23. In changing a solid body to a liquid, either by melting or by dissolving it, or in changing a liquid to vapor or gas, a large amount of heat may be applied without changing the temperature. Thus, a pound of ice at 32° will absorb 142.65 heat units in changing to water having the same temperature. Again, the pound of water thus produced may be heated to the boiling point, 212°, by the addition of 180.531 heat units. But, in order to convert the water at 212° into steam at the same temperature, 966.069 heat units must be added. Thus, a pound of steam at 212° contains 966.069 + 180.531 + 142.65 = 1,289.25 heat units more than a pound of ice at 32°, although the difference in temperature is only 180°.

The heat which is thus absorbed in the process of melting or vaporization, is called latent heat.

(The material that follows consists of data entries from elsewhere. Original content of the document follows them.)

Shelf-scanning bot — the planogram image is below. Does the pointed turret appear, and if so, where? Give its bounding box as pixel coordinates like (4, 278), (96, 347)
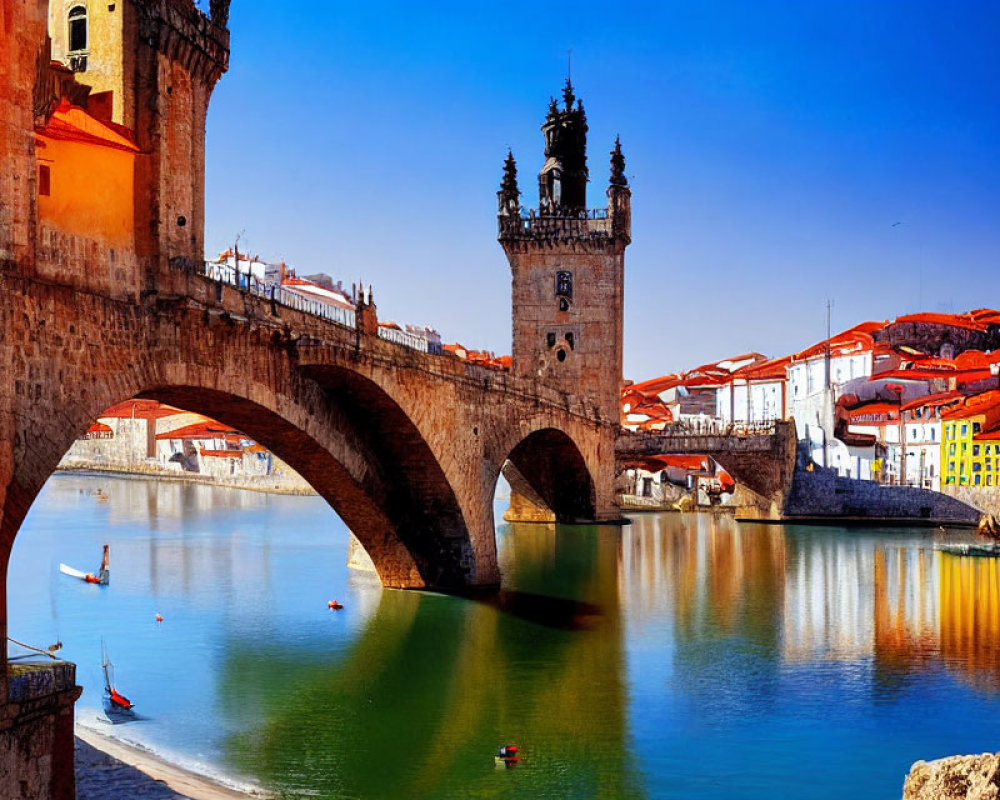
(497, 84), (631, 424)
(608, 136), (632, 244)
(538, 78), (589, 216)
(611, 136), (628, 186)
(497, 149), (521, 218)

The temperature at which a body changes from a solid to a liquid state is called the temperature of fusion; and the number of B. T. U. required to effect this change in a body weighing 1 pound is called the latent heat of fusion. The temperature at which a body changes from a liquid state to a vapor (gas) is called the temperature of vaporization; and the heat required to effect this change in one pound of the liquid is called the latent heat of vaporisation.

When a vapor changes back to a liquid, it is said to condense, and when a liquid changes back to a solid, it is said to freeze; in either case, an amount of heat equal to the latent heat of vaporization or of fusion, as the case may be, must be abstracted from (given up by) the body before the change can be effected.

24. The following table shows the amounts of latent heat required for the fusion or vaporization of 1 pound of various substances, they having first been raised to the temperature at which the change takes place, and the pressure being 1 atmosphere, or 14.7 pounds per square inch:

## Table 6

 Substance. Temperature of Fusion. Temperature of Vaporization. LatentHeat ofFusion.B. T. U. Latent Heat ofVaporization.B. T. U. Water...... 32° 212° 142.65 966.069 Mercury..... -37.8° 662° 5.09 157 Sulphur..... 228.3° 824° 13.26 Tin........ 446° 25.65 Lead.... 626° 9.67 Zinc....... 680° 1,900° 50.63 493 Alcohol..... Unknown 173° 372 14° 313° 124 Linseed oil.... 600°

The temperature of vaporization in the above table is the boiling' point of the liquid under the ordinary atmospheric pressure of 14.7 pounds per square inch.

The variation of the boiling point by changes in pressure differs greatly in various liquids. The temperature of fusion, or the melting point, is similarly affected by changes in pressure, but the amount of the variation is unimportant for all the purposes of heating and ventilation.

## Example

If 5 pounds of ice, having a temperature of 10° below zero, be mixed with hot water having a temperature of 200°, what weight of hot water will be required to melt the ice and bring the temperature of the mixture up to 60°?

## Solution

The temperature of the ice is 10 + 32 = 42° below the freezing point. The amount of heat required to raise its temperature to the freezing point will be 42 X .504 (specific heat) X 5 = 105.84 heat units. To liquefy the ice at 32° will require 5 X 142.65 (latent heat of fusion) = 713.25 heat units. Then, to change the ice into water at 32°, 105.84 + 713.25 = 819.09 heat units must be applied to it. To bring its temperature up to 60°, there must be (60-32) X 5 = 140 heat units added, which makes the total quantity of heat required, 819.09+ 140 = 959.09 heat units.

The hot water is to be cooled from 200° down to 60º; therefore, each pound will give up 200-60 = 140 heat units; 959.09 ÷140 = 6.85 pounds of hot water will be required to furnish the 959.09 heat units. Ans.